Of the 312 tests, 49 were excluded because they did not have either the spirometry indices (FEV1, FVC, and FEV1/FVC ratio) or the spirometry curves (flow-volume curve and time-volume curve). The analysis was performed on tests from 263 subjects: mean age 65 years (standard deviation 13.8; range 19–94 years); 52% female; mean % predicted FEV1 69%; mean % predicted FVC 85%; mean FEV1/FVC ratio 0.68. Severity of airways obstruction, based on % predicted FEV1 and FEV1/FVC ratio and graded according to the NICE guidelines,1 was categorised as: normal — 31%; mild — 48%; moderate — 17%; and severe — 4%. Although provision had been made for practices to obtain specialist reporting on a continuous basis throughout the study, most primary care teams sent the reports in batches. This was due largely to the unfamiliarity of the team member performing the test with the process of attaching Microsoft® Word documents to email correspondence.

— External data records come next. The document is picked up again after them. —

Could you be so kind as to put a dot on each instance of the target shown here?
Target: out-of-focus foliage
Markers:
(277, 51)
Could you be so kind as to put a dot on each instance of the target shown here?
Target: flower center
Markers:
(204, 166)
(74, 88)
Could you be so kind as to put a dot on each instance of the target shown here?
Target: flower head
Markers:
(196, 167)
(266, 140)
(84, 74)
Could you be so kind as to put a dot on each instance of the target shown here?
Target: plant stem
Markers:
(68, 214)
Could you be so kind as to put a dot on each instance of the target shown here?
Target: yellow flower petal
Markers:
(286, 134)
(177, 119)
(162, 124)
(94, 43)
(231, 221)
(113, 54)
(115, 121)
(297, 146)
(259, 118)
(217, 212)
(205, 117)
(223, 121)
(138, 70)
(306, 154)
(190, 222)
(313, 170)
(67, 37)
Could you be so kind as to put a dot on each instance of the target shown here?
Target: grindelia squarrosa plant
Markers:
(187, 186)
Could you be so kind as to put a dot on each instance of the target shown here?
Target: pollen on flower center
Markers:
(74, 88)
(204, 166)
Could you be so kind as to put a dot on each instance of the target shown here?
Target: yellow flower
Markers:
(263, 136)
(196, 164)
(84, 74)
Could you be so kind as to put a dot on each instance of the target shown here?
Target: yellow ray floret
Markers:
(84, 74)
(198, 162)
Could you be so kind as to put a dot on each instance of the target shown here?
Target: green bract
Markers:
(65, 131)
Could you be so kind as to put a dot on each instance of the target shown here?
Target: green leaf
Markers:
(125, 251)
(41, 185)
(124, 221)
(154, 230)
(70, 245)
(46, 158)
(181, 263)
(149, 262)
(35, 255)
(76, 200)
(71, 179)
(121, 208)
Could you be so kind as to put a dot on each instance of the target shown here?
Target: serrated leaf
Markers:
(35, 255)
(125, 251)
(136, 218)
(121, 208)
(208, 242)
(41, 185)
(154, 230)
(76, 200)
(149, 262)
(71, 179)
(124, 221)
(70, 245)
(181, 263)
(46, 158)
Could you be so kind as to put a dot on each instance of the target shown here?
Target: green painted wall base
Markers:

Reports on 219 of the 263 eligible tests were received from primary care clinicians. Electronic copies of 239 were sent to, and reported on, by specialists. A total of 212 tests were reported on by both groups of clinicians. Explanations for the reporting of only 219 tests by primary care clinicians and the failed transmission of 24 reports to the specialists, were not obtained and could not be investigated due to the transmission of results in batches. Agreement (Cohen's κ) was sought between the primary care clinicians and the specialists regarding tests on which both had reported (Table 1). A total of 212 tests had been reported with respect to acceptability by both primary care clinicians and specialists, 168 with respect to diagnosis, and 191 with respect to severity. Agreement between the primary care clinicians and the specialists was slight with respect to acceptability (quality) of the test (n = 212; κ = 0.07; 95% confidence interval [CI] = 0 to 0.24) (Table 1). Clinically significant disagreements, excluding ‘don't know’ categories, were identified in the interpretation of 67/212 (32%) tests. The specialists' reasons for the tests being unacceptable were that the blow was too short (less than 6 seconds) in 39 cases (18%); that the subject had failed to exhale as quickly as possible at the beginning of the blow in 18 cases (8%); or that the subject had taken a second breath or cough during exhalation in 38 cases (18%). These judgments were confirmed by the multidisciplinary panel.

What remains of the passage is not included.